Quando utilizados medicamentos, o mais importante é ter em conta a máxima “start low, and go slow”, criada por causa das alterações fisiológicas próprias do envelhecimento, frequência de comorbilidades e consequentemente maior frequência de polimedicação. Isto vai condicionar o aumento do efeito da medicação com doses baixas e maior ocorrência de interações medicamentosas e efeitos secundários. Existe ainda outro aspeto importante: a má nutrição é frequente nas pessoas de idade avançada e a carência de alguns nutrientes, como por exemplo vitaminas do complexo B, podem contribuir para sintomas destes que podem ser revertidos, pelo menos parcialmente, com suplementação e alimentação adequadas.

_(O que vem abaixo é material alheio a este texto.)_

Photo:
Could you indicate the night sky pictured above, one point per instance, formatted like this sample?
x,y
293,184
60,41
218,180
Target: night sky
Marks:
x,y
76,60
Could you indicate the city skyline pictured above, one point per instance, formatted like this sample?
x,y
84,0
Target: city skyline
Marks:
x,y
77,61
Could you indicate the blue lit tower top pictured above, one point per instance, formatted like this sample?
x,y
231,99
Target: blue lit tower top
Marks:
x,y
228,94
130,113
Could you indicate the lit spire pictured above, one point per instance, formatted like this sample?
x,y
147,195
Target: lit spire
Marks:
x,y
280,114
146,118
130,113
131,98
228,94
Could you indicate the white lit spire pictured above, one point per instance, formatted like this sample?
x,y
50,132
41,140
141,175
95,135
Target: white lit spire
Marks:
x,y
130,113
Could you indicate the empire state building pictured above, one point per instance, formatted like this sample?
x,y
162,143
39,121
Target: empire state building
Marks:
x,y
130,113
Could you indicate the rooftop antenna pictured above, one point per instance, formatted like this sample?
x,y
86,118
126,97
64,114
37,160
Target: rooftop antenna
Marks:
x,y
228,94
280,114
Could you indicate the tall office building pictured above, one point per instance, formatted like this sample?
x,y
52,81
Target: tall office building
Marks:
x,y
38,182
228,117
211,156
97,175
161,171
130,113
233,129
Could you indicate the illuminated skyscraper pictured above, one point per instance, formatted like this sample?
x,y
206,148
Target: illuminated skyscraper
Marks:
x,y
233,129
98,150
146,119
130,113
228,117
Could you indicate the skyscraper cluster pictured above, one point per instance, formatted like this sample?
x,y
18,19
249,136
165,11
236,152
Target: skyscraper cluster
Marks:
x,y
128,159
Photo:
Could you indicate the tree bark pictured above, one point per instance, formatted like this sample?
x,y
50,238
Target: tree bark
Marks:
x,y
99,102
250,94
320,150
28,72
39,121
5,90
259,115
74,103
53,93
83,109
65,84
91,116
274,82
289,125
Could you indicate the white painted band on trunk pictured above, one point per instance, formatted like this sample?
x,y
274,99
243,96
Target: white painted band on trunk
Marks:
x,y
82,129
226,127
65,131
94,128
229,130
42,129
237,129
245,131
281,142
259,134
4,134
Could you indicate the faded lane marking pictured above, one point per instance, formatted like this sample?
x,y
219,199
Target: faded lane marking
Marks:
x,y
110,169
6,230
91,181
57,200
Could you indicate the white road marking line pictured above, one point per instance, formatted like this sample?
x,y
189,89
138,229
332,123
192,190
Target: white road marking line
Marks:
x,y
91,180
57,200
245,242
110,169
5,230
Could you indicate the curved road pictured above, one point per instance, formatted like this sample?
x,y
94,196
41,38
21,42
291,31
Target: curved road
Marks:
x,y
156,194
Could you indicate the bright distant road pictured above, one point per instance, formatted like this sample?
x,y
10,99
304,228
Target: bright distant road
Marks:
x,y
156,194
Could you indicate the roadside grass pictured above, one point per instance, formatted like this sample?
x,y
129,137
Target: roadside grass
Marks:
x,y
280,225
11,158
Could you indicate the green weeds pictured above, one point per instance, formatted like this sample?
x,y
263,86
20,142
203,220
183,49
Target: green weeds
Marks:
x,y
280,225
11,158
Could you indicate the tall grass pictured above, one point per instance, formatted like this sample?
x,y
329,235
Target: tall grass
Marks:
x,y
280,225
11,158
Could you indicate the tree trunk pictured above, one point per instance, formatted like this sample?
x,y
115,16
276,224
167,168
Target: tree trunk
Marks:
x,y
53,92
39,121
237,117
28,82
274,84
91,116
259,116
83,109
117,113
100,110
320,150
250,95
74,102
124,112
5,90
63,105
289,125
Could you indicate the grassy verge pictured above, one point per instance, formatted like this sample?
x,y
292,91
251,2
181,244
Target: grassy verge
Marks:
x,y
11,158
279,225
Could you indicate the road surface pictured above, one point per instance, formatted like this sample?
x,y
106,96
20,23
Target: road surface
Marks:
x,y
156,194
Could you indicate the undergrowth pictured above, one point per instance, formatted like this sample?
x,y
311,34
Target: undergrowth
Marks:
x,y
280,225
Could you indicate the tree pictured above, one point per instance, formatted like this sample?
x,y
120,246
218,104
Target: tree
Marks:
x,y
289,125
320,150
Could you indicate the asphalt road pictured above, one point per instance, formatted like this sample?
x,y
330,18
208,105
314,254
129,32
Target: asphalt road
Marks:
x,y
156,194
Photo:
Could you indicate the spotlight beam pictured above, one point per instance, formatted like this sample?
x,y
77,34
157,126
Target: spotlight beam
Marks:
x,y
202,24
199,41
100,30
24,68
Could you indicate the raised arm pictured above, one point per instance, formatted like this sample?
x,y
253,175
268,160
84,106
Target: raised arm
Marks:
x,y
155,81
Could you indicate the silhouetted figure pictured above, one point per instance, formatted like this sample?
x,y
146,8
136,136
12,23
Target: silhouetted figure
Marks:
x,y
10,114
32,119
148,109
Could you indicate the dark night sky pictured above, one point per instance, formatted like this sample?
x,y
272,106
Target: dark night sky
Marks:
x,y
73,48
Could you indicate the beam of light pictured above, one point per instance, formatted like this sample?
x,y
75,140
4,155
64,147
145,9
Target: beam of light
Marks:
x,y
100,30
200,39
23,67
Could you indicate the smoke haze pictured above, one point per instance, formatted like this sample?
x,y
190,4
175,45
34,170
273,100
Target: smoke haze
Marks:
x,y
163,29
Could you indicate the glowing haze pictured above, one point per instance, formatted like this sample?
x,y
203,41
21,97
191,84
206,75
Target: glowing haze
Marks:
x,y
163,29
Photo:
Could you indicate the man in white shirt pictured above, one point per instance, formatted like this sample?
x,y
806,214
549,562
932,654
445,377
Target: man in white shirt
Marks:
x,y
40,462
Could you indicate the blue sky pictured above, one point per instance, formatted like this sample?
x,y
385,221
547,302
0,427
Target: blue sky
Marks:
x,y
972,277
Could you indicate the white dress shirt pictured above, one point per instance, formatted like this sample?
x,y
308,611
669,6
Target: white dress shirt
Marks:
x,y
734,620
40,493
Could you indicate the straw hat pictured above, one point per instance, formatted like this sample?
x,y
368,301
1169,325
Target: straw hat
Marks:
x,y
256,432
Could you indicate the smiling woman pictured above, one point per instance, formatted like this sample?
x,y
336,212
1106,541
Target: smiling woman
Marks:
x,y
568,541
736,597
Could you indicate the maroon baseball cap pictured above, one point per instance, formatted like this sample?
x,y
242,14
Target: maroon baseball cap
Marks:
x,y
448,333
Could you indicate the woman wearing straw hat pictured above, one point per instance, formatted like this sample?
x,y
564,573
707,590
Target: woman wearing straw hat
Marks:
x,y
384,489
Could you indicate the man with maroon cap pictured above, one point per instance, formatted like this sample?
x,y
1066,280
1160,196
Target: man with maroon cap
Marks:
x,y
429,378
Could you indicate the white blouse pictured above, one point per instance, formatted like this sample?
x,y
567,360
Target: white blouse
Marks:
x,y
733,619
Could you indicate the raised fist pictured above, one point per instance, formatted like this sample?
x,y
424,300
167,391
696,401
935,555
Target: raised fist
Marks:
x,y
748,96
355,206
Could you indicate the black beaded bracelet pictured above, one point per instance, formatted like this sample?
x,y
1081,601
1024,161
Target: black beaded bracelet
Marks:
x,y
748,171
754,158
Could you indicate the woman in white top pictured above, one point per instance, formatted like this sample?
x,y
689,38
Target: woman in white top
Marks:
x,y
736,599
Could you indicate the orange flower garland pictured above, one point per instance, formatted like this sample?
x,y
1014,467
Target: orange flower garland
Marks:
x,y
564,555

A mesma máxima “start slow, go slow” deve ser utilizada com as benzodiazepinas…

É na verdade um princípio geral em toda a medicação, mas que deve ser levado mais à letra no doente mais velho. A questão com as benzodiazepinas é que em Portugal existe uma prescrição excessiva comparativamente com os outros países, havendo preocupação com o facto de terem potencial aditivo e, no caso específico dos mais velhos, aumentam o risco de quedas, fraturas e acidentes. As recomendações são utilizar, quando possível, alternativas, como antidepressivos, e quando indicado usar benzodiazepinas, começando com pequenas doses e por períodos limitados de tempo. O doente tem que ser monitorizado na descontinuação para se garantir que se mantém estável e consegue parar este tipo de fármacos.